Antimikrobiyel sabun ve temizleyiciler hastalıklara karşı korumuyor, aksine uzun vadede daha fazla zarar veriyor.
Sabunlarda, diş macunlarında ve günlük ev temizliğinde aşırı kullanılan antibakteriyel kimyasallar, reklamı yapıldığı gibi zararlı bakterileri tam olarak durdurmaz.

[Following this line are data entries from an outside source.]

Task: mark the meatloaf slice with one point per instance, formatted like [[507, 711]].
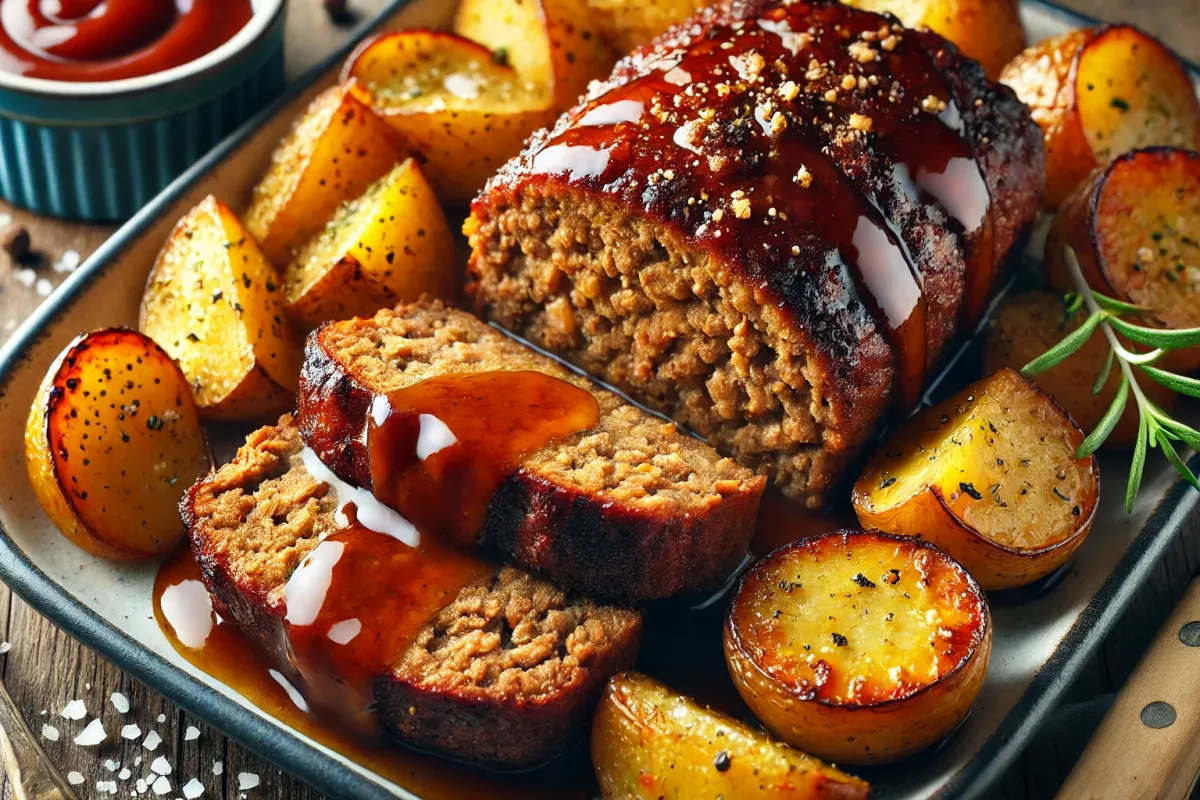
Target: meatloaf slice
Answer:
[[631, 509], [504, 674], [763, 224]]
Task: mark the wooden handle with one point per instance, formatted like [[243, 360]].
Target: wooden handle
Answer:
[[30, 773], [1149, 744]]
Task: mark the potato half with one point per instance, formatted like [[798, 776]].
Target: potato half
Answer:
[[858, 647], [335, 150], [555, 44], [388, 246], [649, 743], [990, 31], [465, 112], [1027, 325], [112, 443], [215, 304], [1099, 92], [1135, 228], [991, 477]]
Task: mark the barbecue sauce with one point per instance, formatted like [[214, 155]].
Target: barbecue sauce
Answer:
[[111, 40], [438, 451], [745, 139]]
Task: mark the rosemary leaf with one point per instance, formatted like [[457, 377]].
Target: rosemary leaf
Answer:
[[1116, 306], [1062, 350], [1157, 337], [1109, 421], [1181, 384], [1103, 378], [1139, 463]]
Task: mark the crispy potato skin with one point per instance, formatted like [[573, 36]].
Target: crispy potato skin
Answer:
[[391, 245], [826, 698], [990, 31], [1066, 82], [214, 302], [336, 149], [1014, 539], [112, 486], [649, 743], [1027, 325], [1134, 226], [461, 145]]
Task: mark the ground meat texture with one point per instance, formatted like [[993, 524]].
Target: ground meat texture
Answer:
[[505, 674], [527, 651], [673, 234], [631, 509]]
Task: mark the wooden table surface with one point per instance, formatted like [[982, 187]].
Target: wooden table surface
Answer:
[[46, 669]]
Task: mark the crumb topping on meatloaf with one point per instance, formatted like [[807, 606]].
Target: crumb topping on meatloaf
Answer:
[[630, 456]]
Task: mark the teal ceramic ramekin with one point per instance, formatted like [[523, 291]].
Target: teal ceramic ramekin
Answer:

Bu sentetik bakterisitlerin, zararlı bakterilerin mutasyona uğramasına ve daha dirençli olma özelliği kazanmalarına neden olduğu ve daha bulaşıcı hale getirdiğine ilişkin yeni çalışmalar yapılmaktadır. Triklosan, triklokarban ve diğer 19 bakteri öldürücü içeren antibakteriyel sabunlar, mikropları öldürmek için işe yaramaz; çünkü bu kimyasallar, bulaşıcı bakterilerin yeni özellikler kazanmalarını sağlar ve aslında yaşamlarını imkansız hale getirmez.
Üstelik antibakteriyel kimyasallar bakterileri insanlara karşı silahlandırma ve dolayısıyla da enfeksiyöz hastalıkların insanlarda halihazırda bozulmuş, yetersiz beslenmiş hücresel ortamlara yayılmasını teşvik etmektedir. Triklosan ve antibakteriyel kimyasallar ciddi hormon bozulmasına neden olur. Özellikle de hamile kadınların hormonlarını bozabilir ve önemli gelişim aşamalarında bebeklere zarar da verebilir.
Vücuttaki triklosan alter hormon aktivitesi gibi, çocuğun gelişimini, kadınların adet döngüsünü ve annenin kaliteli anne sütü üretmesini de olumsuz etkiler. Hormonun bozulması doğum kusurlarına, düşüklere ve kansere bile yol açabilir. Triklosan, UV radyasyonu ve klorlu suda çözündüğünde, doğum kusurlarına ve kansere neden olan toksik dioksin bileşiklerini oluşturur.
Vücut temizliği için saf sabun ve sıcak su aslında bizim için yeterlidir. Yine de yetinemiyorsanız doğal içerikli marka ve malzemeleri tercih ederek hem kendi sağlığınız, hem de çevre için doğru bir seçim yapabilirsiniz. Mis gibi kokmak istiyorsanız bakteri direncine neden olmayan doğal uçucu yağları kullanabilirsiniz.
Ev temizliğinde ise sirke, karbonat, arap sabunu gibi doğal tercihler hem işinizi görmeye yeter, hem de kendi sağlığınız ve çevre açısından daha masumdur. Hasta olmadan sağlığımızın değerini bilmeli, hasta olmamak için doğal yöntemlere dönmeliyiz.